Technology Can Do Almost Anything
The work that precedes optimisation, deciding what the parameters are, which problem is worth solving, and what trade-offs are acceptable in the solving of it, is not a technical problem. It is a human one. And that is where leadership begins.
The question that is starting to surface in leadership conversations, sometimes directly and more often hovering just underneath the agenda, is whether senior leaders are still the right people to be making certain calls. It is not a question of confidence in the people. The technology is faster, processes more, and in a growing number of domains, is producing better outputs than the humans who used to own those decisions.
It is a reasonable question. It deserves a serious answer rather than a defensive one.
What technology does exceptionally well is optimise. Given clear parameters, sufficient data, and a well-defined problem, it will find the best available path faster and more reliably than any human. That is not a threat to leadership. It is a clarification of what leadership is actually for. Because the work that precedes optimisation, deciding what the parameters are, which problem is worth solving, and what trade-offs are acceptable in the solving of it, is not a technical problem. It is a human one. And that is where leadership begins.
Clarity of vision
Not inspiring language. Not a strategy slide. A leader who has done the thinking to know what their organisation stands for when the tools around it change significantly.
Here is the practical test: ask whether the people in your organisation can make decisions without you. Not whether they are allowed to. Whether they actually do. If they are regularly waiting for sign-off on things that should sit within their remit, the vision has not yet become a shared mental model.
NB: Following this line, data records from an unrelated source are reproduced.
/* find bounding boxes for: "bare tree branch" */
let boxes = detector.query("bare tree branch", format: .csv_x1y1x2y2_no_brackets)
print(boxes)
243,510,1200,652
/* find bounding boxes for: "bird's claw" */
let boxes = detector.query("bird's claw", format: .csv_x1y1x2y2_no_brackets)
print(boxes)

It is still sitting in your head, which means it is not doing the work you need it to do. Vision that lives only with the leader is a bottleneck dressed up as strategy.
Technology will keep changing. The rate is not slowing. Leaders who have grounded their organisations in something more durable than a current process or a current capability give people the orientation to move with confidence when the environment shifts. That orientation cannot be generated by any system. It has to come from a human being who has done the harder, less visible work of knowing what they are actually for.
Clarity of execution
As technology takes on more of the operational load, the questions around authority, accountability, and scope become more consequential, not less. Who decides when the model is wrong? Who carries responsibility when an automated process produces an outcome nobody intended? Where does the technology's remit end and human judgment resume?
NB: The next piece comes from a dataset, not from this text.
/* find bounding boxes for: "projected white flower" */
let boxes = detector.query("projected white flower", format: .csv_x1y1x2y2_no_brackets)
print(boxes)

These are not configuration questions. They are leadership questions, and the organisations treating them as the former will discover why they were the latter at a moment they would not have chosen.
The practical move here is straightforward, if uncomfortable: name the person who carries the consequence if something goes wrong. Not the team. Not the function. A person. If that question produces a pause, or an answer that begins with "well, it depends," the boundaries have not been set. Accountability without a named human is not accountability. It is optimism with better documentation.
Leaders who define those boundaries clearly, before something forces the conversation, are doing something the technology cannot do for itself. It is not glamorous work. It is the work that makes everything else function.
Being vocally self-critical
This is the obligation that gets the least airtime, and it is the one I find most leaders are privately uncertain about.
The pace of change means leaders are frequently wrong sooner than they expected, and in more visible ways than earlier eras allowed for. The temptation to manage the appearance of certainty is understandable. The cost of it is that the people best positioned to surface what is actually happening learn quickly that honesty is not rewarded and calibrate accordingly. You stop receiving the signal you most need at precisely the moment you most need it.
The practical version of this is not a vulnerability exercise. It is a practice. In your next team setting, name one thing you got wrong and what you changed as a result. Say it plainly, without theatre, and then move on. Do not revisit it. Do not mine it for lessons beyond the one that is actually there. Then watch what happens to the quality and honesty of what comes back to you over the following weeks. Teams do not need leaders who are always right. They need leaders who are honest about when they are not, and who demonstrate that the organisation can tolerate that honesty without consequence.
Learning from others without losing your footing
The leaders most resistant to input are usually operating with the oldest map. They know the territory from when they first learned it, and they have been refining that knowledge ever since, largely from people who report to them. In a period where the territory is changing faster than the map can be updated, that is a structural problem.
Build one formal and one informal mechanism for hearing from people below your direct line. Not a survey. Not a town hall with prepared questions. A conversation where the stakes are low enough that honesty is safe, and where you are listening for what is actually happening rather than confirmation of what you already believe. The leaders navigating this period well are not the ones with the most data. They are the ones with the best signal, and signal comes from people who trust that telling you the truth will not cost them anything.
Technology will take on more. It should. But the question of what matters, who carries responsibility for it, and whether an organisation can learn fast enough to stay oriented in a period of genuine disruption, those are not technical questions. They are human ones. They require human judgment, human accountability, and a human being willing to stand behind the answers.
That has always been the work. The current moment simply removes every excuse for avoiding it.